"BLACK TIE WHITE NOISE" (1993)
COVER: Alone again, naturally.
He's BACK! Out of nowhere, an unexpected solo album drops, and he's definitely not touring - sound familiar? - but at least we've got him back. No more Tin Machine, save for the track "You've Been Around", which has all trace of the band's personnel scoured from it. No more fannying about. Let's get our chin-striking hands ready for another multi-layered classic!
For all the spirit of renewal, we're saying some quite poignant goodbyes on this album, and given the circumstances let's get them out of the way early: number one, the figurative laying to rest of Terry Burns, David Bowie's half brother, whose unfortunate psychiatric illness had given rise to many a lyric in the past, and here inspires a cover of Cream's "I Feel Free" and the original track "Jump They Say". Burns had passed away in 1985, but this seems to be the first album since which decisively deals with his legacy.
We also bid a tearful farewell to Mick Ronson. If you can remember back a few months to when we discussed him, Ronno was the alpha Spider From Mars, considered as much an architect of that period's sound as the man himself, and plays with Bowie for the last time on "I Feel Free". Hatchets buried, it would seem, but too late for a Martian arachnid resurgence; Ronson was dead a scant four weeks after the album's release.

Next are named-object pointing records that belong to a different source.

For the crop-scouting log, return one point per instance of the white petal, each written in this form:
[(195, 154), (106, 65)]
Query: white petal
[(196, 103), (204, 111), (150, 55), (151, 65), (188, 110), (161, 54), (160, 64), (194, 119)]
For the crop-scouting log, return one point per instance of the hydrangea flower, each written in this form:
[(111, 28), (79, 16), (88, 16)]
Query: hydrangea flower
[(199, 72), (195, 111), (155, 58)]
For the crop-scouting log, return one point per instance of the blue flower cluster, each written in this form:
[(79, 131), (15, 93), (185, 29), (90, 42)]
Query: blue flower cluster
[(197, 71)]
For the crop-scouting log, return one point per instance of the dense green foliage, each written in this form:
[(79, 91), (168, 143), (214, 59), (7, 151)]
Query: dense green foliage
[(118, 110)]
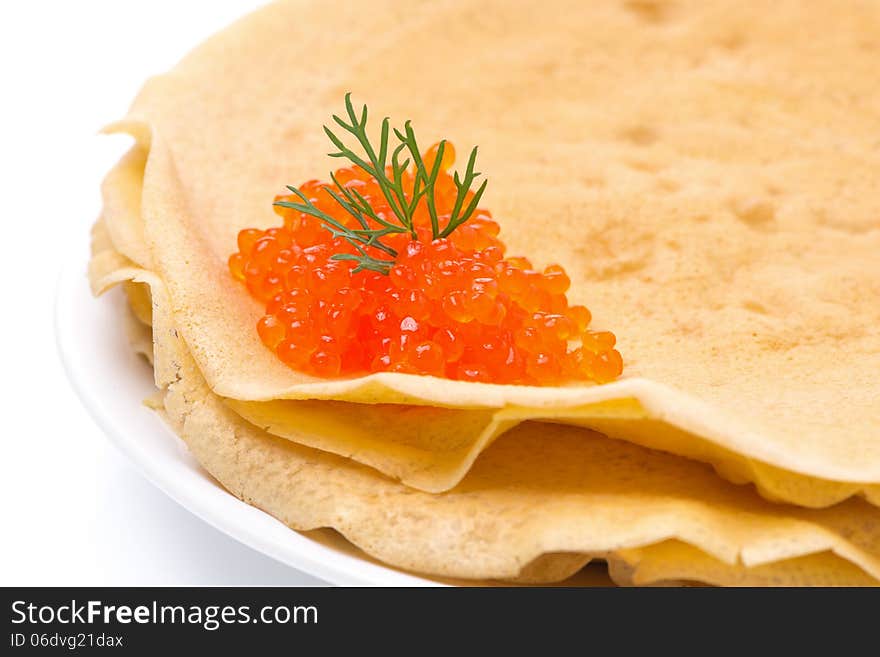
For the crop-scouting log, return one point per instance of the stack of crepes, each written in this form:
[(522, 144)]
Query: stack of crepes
[(706, 172)]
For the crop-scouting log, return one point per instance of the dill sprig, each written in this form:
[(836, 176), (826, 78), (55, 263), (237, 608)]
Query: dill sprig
[(374, 226)]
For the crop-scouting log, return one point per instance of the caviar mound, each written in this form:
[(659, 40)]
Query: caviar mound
[(452, 307)]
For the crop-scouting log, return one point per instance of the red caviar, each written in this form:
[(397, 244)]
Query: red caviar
[(454, 307)]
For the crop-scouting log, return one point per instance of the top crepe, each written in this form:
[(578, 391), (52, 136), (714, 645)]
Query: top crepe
[(706, 176)]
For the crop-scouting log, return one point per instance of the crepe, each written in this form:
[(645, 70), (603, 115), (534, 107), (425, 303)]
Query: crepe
[(730, 243), (535, 508)]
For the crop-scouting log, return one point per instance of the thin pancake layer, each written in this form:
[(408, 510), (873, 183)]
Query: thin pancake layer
[(542, 490), (730, 244), (535, 510), (432, 448)]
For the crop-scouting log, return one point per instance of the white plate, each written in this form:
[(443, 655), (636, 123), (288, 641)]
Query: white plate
[(112, 381)]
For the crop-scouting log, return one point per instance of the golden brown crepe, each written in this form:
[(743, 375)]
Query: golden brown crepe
[(703, 171), (536, 507), (694, 175)]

I know I built this one up like it's the second coming of Schumacher or something, but it's actually a tepid affair, aside from one or two tracks which show he's still capable of putting all the pieces together in an utterly compelling order, of which "Jump They Say" is first and foremost. The lead single from the album sounds like he's writing the future again and won Bowie plaudits from all sides. See also the fantastic double header of "Pallas Athena" and "Miracle Goodnight", which serves well to prepare us for a more challenging journey in the near future.
There's also disappointments and missed opportunities. An arch cover of Morrissey's "I Know It's Gonna Happen Someday", which confusingly was Morrissey's attempt to sound like Bowie, falls short of the artistic intention by some way. "Black Tie White Noise", his reaction to the Los Angeles riots, is just plain boring, and also sketches close to the whole Tin Machinian ideals of social conscience.
But the main problem here is that the album has one core sound that is never deviated from - a slick, politely funky and largely unobtrusive feel with bizarre interventions of skronking saxophone, one that immediately sounds compelling and different compared to our recent forays but takes a massive toll by the end of the album, so whereas I felt vaguely excited by "The Wedding", I was verging on homicidal by "Looking For Lester".
So it's not quite job done, but it's a positive step in a more compelling direction than has been taken since the last time Nile Rodgers was on board. Where this all winds up is somewhere entirely different, but hey - it is the Nineties, and there is time for Klax!